And that edge kept moving...

Each new mission helped push humanity farther from home, culminating in the first voyages to the Moon by the Apollo astronauts. These historic explorations also produced some of the twentieth century's most incredible photographs, including Apollo 8's snapshot of the Earth rising above the Moon's battered and lifeless horizon on Christmas Eve, 1968. Months later, in July 1969, the dream of centuries came true, and we saw the first photographs taken by men on the Moon.

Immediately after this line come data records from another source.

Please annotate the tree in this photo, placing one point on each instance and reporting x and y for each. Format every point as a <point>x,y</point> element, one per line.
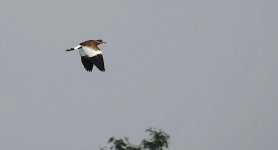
<point>158,140</point>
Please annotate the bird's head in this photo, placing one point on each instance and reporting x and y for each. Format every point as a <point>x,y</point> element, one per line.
<point>99,41</point>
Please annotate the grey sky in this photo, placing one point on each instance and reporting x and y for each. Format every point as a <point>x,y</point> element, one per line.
<point>203,71</point>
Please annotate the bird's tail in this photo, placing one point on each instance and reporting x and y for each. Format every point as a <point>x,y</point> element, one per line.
<point>71,49</point>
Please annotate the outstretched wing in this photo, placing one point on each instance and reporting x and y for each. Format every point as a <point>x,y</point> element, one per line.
<point>99,62</point>
<point>89,62</point>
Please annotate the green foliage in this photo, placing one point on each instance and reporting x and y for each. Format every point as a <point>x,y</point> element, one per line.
<point>158,140</point>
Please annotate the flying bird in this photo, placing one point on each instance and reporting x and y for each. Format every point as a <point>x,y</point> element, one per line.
<point>90,54</point>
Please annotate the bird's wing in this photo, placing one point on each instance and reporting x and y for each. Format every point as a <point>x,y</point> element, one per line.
<point>87,63</point>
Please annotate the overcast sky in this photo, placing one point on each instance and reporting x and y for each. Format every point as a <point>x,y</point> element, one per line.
<point>203,71</point>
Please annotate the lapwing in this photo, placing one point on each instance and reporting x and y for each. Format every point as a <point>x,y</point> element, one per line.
<point>90,54</point>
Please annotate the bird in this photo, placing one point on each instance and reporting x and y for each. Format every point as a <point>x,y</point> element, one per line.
<point>91,54</point>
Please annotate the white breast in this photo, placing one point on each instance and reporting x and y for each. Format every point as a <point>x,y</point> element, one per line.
<point>86,51</point>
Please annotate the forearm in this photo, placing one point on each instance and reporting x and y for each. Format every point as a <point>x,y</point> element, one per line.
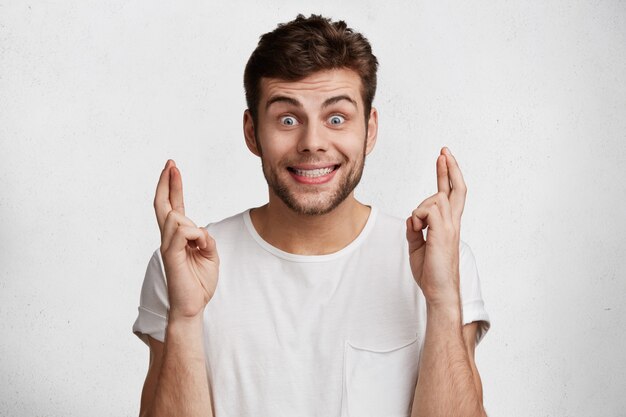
<point>447,383</point>
<point>183,388</point>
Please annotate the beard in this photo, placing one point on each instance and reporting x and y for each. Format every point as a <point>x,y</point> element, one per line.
<point>314,202</point>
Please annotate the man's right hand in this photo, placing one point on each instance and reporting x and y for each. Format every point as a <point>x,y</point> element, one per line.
<point>189,253</point>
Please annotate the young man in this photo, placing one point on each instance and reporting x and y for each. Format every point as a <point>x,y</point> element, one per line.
<point>324,306</point>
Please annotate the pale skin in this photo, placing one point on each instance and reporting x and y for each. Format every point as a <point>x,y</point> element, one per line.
<point>320,123</point>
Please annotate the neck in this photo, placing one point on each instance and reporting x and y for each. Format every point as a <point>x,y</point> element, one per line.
<point>302,234</point>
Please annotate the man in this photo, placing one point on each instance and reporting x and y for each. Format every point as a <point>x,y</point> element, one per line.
<point>324,306</point>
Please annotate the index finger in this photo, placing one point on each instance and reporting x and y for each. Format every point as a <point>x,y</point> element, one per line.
<point>162,204</point>
<point>459,189</point>
<point>176,191</point>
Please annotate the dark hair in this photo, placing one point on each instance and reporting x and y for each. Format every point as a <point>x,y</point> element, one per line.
<point>304,46</point>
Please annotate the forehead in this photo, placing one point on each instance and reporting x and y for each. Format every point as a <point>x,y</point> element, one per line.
<point>316,87</point>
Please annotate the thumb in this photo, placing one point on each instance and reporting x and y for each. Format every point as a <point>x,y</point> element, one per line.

At the same time, space probes began sending back pictures from places where humans could not go, including every planet in our solar system except Pluto, a menagerie of moons and even a handful of comets and asteroids. Worlds that were just specks of light in telescopes have become places we can name and study, with fantastic landscapes. And the Hubble Space Telescope has allowed us to see even farther, to the very edge of the universe. Again and again, these amazing machines have given us the thrill of seeing things no one has ever seen before.

This collection of photographs is an effort to share that thrill and tell the story of space exploration, through images that are not just historically significant but also beautiful. Individually, these pictures have the power to take us outside our everyday lives. Collectively, they tell a remarkable story of human curiosity, ingenuity, and persistence - qualities that have enabled us to expand our boundaries beyond our home world. As you turn the pages of this book, think about those qualities, and ask yourself if they don't make you feel lucky to be alive at such an extraordinary time.

- Andrew Chaikin, from the forward to Space: A History of Space Exploration in Photographs

Andrew Chaikin has been writing about space exploration and astronomy for more than two decades. His book A Man on the Moon was the main basis for Tom Hanks' Emmy-winning HBO miniseries, From the Earth to the Moon. A graduate of Brown University, Chaikin served on the Viking missions to Mars at NASA's Jet Propulsion Laboratory, and was a researcher at the Smithsonian's Center for Earth and Planetary Studies before becoming a science journalist in 1980.